University of California, Santa Barbara, US
Design of CMOS Annealing Processor for Solving Combinatorial Optimization Problems
Bongjin Kim received his PhD degree from the University of Minnesota in 2014. After his PhD, he worked on design techniques and methodologies for communication circuits and microarchitectures at Rambus and Stanford University as a senior staff and a postdoctoral research fellow. After working as an assistant professor at Nanyang Technological University in Singapore for three years (from 2017 to 2020), he joined the Department of Electrical and Computer Engineering at UC Santa Barbara. His research team develops innovative integrated circuits and system solutions using traditional CMOS logic and emerging technologies to solve challenging problems in fundamental science and accelerate computations and communications. Target applications include, but not limited to, artificial intelligence, machine learning, robotics, and alternative computing. He received the Doctoral Dissertation Fellowship Award at the University of Minnesota and the ISLPED International Low Power Design Contest Award. His research works have been published in peer-reviewed conferences and journals, including the International Solid-State Circuits Conference (ISSCC), VLSI Symposium, Custom Integrated Circuits Conference (CICC), and Journal of Solid-State Circuits (JSSC). He has served on the technical program committee for Design Automation Conference (DAC) and the IEEE Solid-State Circuits Letter (SSC-L) editorial review board.
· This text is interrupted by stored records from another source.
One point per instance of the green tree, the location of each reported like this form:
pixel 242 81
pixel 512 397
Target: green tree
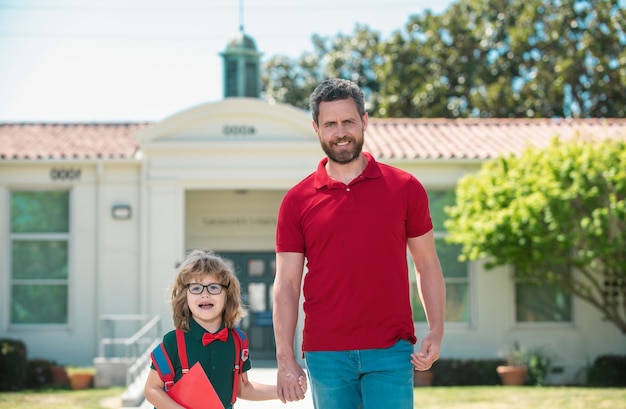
pixel 354 57
pixel 493 58
pixel 556 214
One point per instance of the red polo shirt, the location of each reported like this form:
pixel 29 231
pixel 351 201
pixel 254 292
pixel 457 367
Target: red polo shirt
pixel 354 236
Annealing processors based on the convergence property of the Ising model offer an attractive means for solving non-deterministic polynomial-time hard (NP-hard) combinatorial optimization problems. Quantum annealing processors exploiting quantum tunneling effect implemented >1K spins using 100K+ Josephson junctions. However, the practical application of quantum annealers is limited due to the extreme operating conditions (e.g., extremely low operating temperature, 15mK) and the associated huge power consumption (e.g., 25kW) as well as high development and operation cost. Alternatively, low-power annealing processors based on simulated annealing have been developed using low-cost CMOS process. This tutorial introduces fundamentals and recent progresses in the design of CMOS annealing processors.